2. Cricketing capers
No need to find stumps or a wicket, try French cricket instead – it’s fun, fast-paced and the wicket is your legs. The batsman stands in the middle and the other players surround him or her as fielders. A person bowls with the aim of hitting the person’s legs with the ball below the knee. Try to score as many runs as possible before being bowled or caught out.
3. Get a bird’s-eye view
Climb a church steeple or castle tower (count the steps along the way) to get a view of the surrounding area. Spot local landmarks and see if you can make out your tent at the campsite.
4. Make a collage
Set the kids the challenge of collecting a variety of natural materials from a list, ticking them off as they go. Have a large clean sheet of paper to hand and glue or tape the objects down. Try to recreate the scene outside the tent or take it a step further and use the materials the make a fish or a ladybird shape.
5. Written in stone
Try to find 26 flat pebbles, one for each letter of the alphabet. Once painted with letters they can be used to spell out messages on the ground. Take a photograph of your message, get it printed and turn it into a holiday postcard. “Dear Grandad, you were right about the weather...”
6. Snapshot challenges
Devise a game whereby the children must photograph specific objects or places – a bit like a treasure hunt around the campsite. Challenge everyone to find and photograph something beginning with the same letter or the same colour. Or set an alphabet challenge.
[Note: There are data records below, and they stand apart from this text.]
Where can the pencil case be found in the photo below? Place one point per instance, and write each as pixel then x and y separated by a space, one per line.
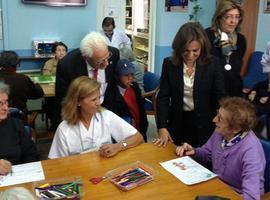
pixel 131 176
pixel 59 189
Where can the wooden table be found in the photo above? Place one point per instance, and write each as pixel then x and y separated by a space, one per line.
pixel 165 185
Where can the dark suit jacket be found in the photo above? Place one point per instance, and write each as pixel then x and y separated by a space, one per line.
pixel 72 66
pixel 232 78
pixel 115 102
pixel 208 88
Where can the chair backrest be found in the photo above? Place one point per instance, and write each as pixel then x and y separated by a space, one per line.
pixel 266 148
pixel 254 74
pixel 151 81
pixel 17 113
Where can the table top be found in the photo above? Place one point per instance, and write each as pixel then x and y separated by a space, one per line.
pixel 164 186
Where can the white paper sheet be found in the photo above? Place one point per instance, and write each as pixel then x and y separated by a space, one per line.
pixel 23 173
pixel 187 170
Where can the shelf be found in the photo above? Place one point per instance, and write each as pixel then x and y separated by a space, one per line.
pixel 128 32
pixel 141 61
pixel 141 35
pixel 35 58
pixel 143 48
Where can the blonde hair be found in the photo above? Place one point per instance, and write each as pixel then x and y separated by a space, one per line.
pixel 222 8
pixel 79 88
pixel 93 41
pixel 17 193
pixel 242 113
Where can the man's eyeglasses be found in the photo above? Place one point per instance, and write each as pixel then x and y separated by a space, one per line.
pixel 231 17
pixel 101 61
pixel 4 103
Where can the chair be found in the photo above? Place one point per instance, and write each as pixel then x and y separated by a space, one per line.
pixel 151 85
pixel 29 123
pixel 266 149
pixel 255 75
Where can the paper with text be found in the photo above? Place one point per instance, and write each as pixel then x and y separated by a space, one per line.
pixel 187 170
pixel 23 173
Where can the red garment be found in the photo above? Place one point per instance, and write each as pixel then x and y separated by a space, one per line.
pixel 130 99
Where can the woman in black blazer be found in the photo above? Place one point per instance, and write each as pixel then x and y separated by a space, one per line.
pixel 190 88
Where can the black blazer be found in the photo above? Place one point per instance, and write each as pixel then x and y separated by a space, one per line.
pixel 208 88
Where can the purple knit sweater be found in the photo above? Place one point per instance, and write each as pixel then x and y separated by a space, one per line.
pixel 241 166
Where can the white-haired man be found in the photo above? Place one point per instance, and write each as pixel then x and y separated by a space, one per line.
pixel 94 59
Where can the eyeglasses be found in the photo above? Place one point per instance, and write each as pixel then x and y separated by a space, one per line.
pixel 4 103
pixel 102 61
pixel 232 17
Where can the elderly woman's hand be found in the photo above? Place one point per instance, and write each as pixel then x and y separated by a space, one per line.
pixel 164 138
pixel 109 150
pixel 5 167
pixel 185 150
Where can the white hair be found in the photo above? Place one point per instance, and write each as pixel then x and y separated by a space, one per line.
pixel 4 88
pixel 92 41
pixel 17 193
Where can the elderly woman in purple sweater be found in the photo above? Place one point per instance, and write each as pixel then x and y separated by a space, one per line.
pixel 234 151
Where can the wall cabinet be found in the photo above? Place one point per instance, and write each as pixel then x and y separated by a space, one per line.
pixel 137 28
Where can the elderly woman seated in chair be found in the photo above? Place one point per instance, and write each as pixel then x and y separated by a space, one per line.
pixel 16 146
pixel 234 151
pixel 88 127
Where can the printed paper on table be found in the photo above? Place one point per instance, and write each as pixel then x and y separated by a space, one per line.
pixel 187 170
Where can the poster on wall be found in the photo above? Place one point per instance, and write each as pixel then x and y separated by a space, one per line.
pixel 1 27
pixel 110 11
pixel 176 5
pixel 266 6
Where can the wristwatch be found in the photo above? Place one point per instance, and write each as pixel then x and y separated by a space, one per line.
pixel 125 145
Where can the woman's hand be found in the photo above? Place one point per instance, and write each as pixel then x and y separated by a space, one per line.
pixel 5 167
pixel 185 150
pixel 164 137
pixel 109 150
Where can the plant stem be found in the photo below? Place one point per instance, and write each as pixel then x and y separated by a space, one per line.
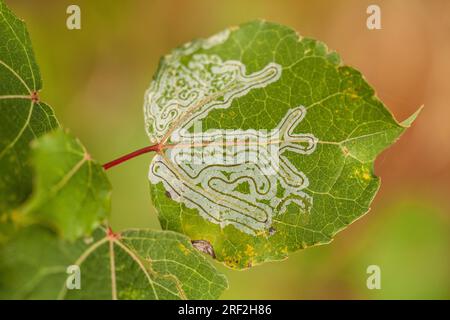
pixel 154 148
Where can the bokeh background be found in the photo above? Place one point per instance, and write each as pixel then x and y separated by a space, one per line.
pixel 95 79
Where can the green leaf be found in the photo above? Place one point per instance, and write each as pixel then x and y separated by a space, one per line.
pixel 22 116
pixel 137 264
pixel 251 80
pixel 71 191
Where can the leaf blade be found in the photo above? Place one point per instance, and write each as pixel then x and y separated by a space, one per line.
pixel 344 122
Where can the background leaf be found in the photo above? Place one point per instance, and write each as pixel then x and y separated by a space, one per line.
pixel 138 264
pixel 71 190
pixel 341 112
pixel 22 116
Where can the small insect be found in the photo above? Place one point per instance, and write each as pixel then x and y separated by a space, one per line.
pixel 204 246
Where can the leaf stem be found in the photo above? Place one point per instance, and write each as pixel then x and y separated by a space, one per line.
pixel 153 148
Start with the letter A and work through the alphabet. F for fox, T for tap or tent peg etc.
7. Take to the trails
More and more traffic-free family-friendly trails are enjoyed by walkers and cyclists. Strap on your boots or hop on your bike to find trails that travel through nature reserves, past ponds and alongside rivers, into countless places of natural beauty – don’t forget a refreshment stop at one of the many picnic benches!
8. Sand art
Create a picture ‘painted’ in the sand. Pebbles, seaweed and shells make great materials to enhance the design. Frame your sand picture with four pieces of driftwood around the edge. And don’t forget to photograph it – it will be tricky to take home!
9. Go beachcombing
Every walk on the beach becomes a mini treasure hunt if you scan the sand for interesting objects. Beachcombing can be an absorbing way to while away a few hours. And only take away what you need – leave the rest for others to enjoy.
10. Stream fun
Little streams can be great fun. And not just for trying to catch a whopper in a net. Collect sticks and build a little dam or use them with pebbles to divert a section. Look for natural materials to build little bridges. Use some string and practise knot-tying to lash them together for a stronger structure.